Steve Coogan has just finished a five-mile run around the Central Park reservoir and is relishing a three-egg-white omelette in a Tribeca restaurant, looking generally pleased about everything. “Vanity,” says the 45-year-old actor, smiling out at the room, “is a great motivator. I used to run in Central Park to pretend I was in a movie. Now I run in the hope someone recognizes me.”
Coogan is in town for the premiere of The Trip, directed by Michael Winterbottom, who also worked with Coogan on 2002’s 24 Hour Party People, in which he plays Tony Wilson, the notorious head of Britain’s Factory Records who signed New Wave bands Joy Division and New Order. “That’s what the cooler people in America know me for,” he says of the small but enthusiastic audience Party People attracted here. “It’s a cold comfort of not being highly successful. But as my father once said, the true secret to success is never to peak. So I’m really on target with that. Not peaking.”
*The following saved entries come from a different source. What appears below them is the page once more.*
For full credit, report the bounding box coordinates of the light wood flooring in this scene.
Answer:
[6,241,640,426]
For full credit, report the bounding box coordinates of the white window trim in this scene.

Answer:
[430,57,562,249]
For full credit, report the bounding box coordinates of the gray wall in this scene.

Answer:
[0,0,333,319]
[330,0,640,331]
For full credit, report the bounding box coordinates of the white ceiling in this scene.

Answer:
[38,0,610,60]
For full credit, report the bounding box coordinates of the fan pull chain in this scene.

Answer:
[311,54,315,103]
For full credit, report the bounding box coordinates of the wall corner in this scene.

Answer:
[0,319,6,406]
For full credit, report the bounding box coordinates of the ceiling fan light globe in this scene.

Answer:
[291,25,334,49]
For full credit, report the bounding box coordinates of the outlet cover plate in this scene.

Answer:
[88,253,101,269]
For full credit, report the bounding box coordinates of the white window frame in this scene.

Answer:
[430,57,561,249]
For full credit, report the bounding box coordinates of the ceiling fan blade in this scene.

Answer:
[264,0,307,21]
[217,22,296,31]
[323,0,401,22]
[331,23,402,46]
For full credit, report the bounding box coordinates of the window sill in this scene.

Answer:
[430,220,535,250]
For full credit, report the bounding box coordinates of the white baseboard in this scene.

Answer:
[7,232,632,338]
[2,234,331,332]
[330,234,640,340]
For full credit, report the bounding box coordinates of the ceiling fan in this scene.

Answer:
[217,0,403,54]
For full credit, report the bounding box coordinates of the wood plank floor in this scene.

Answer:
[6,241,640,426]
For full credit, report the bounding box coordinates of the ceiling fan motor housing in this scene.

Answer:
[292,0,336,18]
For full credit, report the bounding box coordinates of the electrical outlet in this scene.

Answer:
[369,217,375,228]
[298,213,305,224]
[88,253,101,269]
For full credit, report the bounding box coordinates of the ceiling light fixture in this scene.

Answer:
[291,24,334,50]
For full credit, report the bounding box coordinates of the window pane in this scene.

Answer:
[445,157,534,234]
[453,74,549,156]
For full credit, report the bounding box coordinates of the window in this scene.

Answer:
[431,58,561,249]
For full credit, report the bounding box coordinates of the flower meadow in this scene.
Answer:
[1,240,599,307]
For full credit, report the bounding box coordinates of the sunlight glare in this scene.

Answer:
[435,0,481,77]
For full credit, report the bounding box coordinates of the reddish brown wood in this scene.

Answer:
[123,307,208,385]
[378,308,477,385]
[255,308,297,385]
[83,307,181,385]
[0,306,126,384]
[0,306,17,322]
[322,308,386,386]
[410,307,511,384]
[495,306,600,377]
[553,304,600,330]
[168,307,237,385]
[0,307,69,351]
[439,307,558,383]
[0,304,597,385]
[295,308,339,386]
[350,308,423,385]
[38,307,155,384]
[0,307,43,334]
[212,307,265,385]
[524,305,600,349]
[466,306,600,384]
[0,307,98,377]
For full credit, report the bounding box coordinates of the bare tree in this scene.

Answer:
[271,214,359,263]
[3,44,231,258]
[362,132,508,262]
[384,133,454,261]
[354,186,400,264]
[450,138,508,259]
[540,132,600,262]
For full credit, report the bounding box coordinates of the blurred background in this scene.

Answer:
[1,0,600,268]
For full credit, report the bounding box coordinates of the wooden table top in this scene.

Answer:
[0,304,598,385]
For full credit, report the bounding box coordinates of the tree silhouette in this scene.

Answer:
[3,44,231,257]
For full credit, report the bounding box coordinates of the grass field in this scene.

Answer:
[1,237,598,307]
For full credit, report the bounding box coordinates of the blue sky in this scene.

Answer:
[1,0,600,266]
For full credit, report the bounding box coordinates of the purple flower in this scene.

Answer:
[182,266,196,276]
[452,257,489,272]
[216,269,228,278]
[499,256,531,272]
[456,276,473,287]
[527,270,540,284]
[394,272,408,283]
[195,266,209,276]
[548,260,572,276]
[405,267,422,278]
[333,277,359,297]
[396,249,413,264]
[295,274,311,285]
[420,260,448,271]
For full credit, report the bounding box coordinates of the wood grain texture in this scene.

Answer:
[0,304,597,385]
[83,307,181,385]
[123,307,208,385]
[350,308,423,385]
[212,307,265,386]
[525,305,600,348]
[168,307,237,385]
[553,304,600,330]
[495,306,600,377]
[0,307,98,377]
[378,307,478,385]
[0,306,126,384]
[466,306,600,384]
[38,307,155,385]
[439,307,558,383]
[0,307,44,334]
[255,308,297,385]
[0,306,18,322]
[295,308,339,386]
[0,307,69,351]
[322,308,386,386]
In Britain, getting recognized isn’t something Coogan has to run for. In the States, he’s held in high esteem mainly by comedians, who speak of him in practically hushed tones. “I’ve been in this business so long that I’ve gone in and out of fashion,” says Coogan. “Right now, I’m kind of cool again. I mean, it’s waning, but I do have residual good feelings from some people.”
The Trip, an adaptation of a series that aired on BBC Two last year, finds Coogan teamed with friend and fellow comedic actor Rob Brydon. The two travel the north of England in a Range Rover, ostensibly doing restaurant reviews for a London newspaper. What it’s really about is competition. Any friendship between comedians, if it’s genuine, is composed of equal parts goodwill and bitter hostility, with each comic rotating between hammer and anvil. Though comedians never wish each other success, they also need the approval of their peers more than anyone else. So, for example, in The Trip, a sort of running duel occurs involving impressions of, among other movie folk, Roger Moore, Sean Connery, and Woody Allen. (The two-minute back-and-forth between Coogan and Brydon on how to do Michael Caine was rightly a YouTube hit in Britain.) But the mood can turn cruel quite suddenly: During one of Brydon’s impressions in a restaurant, Coogan begins to push his own head down onto a knife.
“The film has a kernel of truth,” Coogan says, “but it’s hyperbole. If Rob and I were out right now, we wouldn’t be needling each other like that.” Coogan and Brydon established one ground rule for the five-week shoot: “If we upset each other, we weren’t to take it personally. A few times, it did get unpleasant, genuinely unpleasant. Rob crossed a line, and I reciprocated by crossing his line, and we’d stop filming.” Any physical violence? “No, it didn’t get that bad. I didn’t stab a pen into his neck.” Here Coogan actually looks wistful. “That is a wonderful image.”
Despite having gotten his start as an impressionist, Coogan abhors being called one. “What I don’t like about it,” he says, “is that you want to show you have substance, that you have something of your own to say. But now, within the context of Michael Winterbottom, I get a chance to do a whole range of fun, superficial impressions. I’m allowed to show off within the context of an art-house movie!” And, of course, he cannot resist a challenge. “Rob likes doing impressions if he has a good one. Then I’ve got to bring mine out. I’m like a pacifist who’s a really good marksman.”
Coogan’s best impression is of himself—or, more accurately, various versions of himself. Not in the same sense that, say, Gregory Peck always seemed to play himself; Coogan’s subtlest work is centered on portraying the actor “Steve Coogan,” not only in The Trip but in Winterbottom’s Tristram Shandy: A Cock and Bull Story, Jim Jarmusch’s Coffee and Cigarettes, even Party People. Characteristically, all of these “Coogans” are slightly unpleasant, fame-obsessed womanizers, always insecure, and petty on a paradoxically grand scale.
I last spent serious time with him in 2002, when Party People was coming out. Coogan was pale; exhaustion had tangled him up. He was still working long hours on yet another British TV show that centered around his most famous creation, the gloriously dour Alan Partridge, a politically incorrect talk-show host who became, to his British fans, indistinguishable from Coogan. (He has always been a favorite of the English tabloids, most notably in 2007, when his friend Owen Wilson nearly died of an overdose. The Daily Mirror printed accusations by Courtney Love to the effect that Coogan was to blame. “That was an attempt by someone to sabotage my career, and I now steer clear of that person,” he says equably. “When journalists questioned the credibility of the source, it all went away.”) Coogan today, nine years later and 45 years old, is relaxed, even sunny. “I was more of a curmudgeon in those days,” he says. “As I get closer to death, I find laughing at myself very comforting.”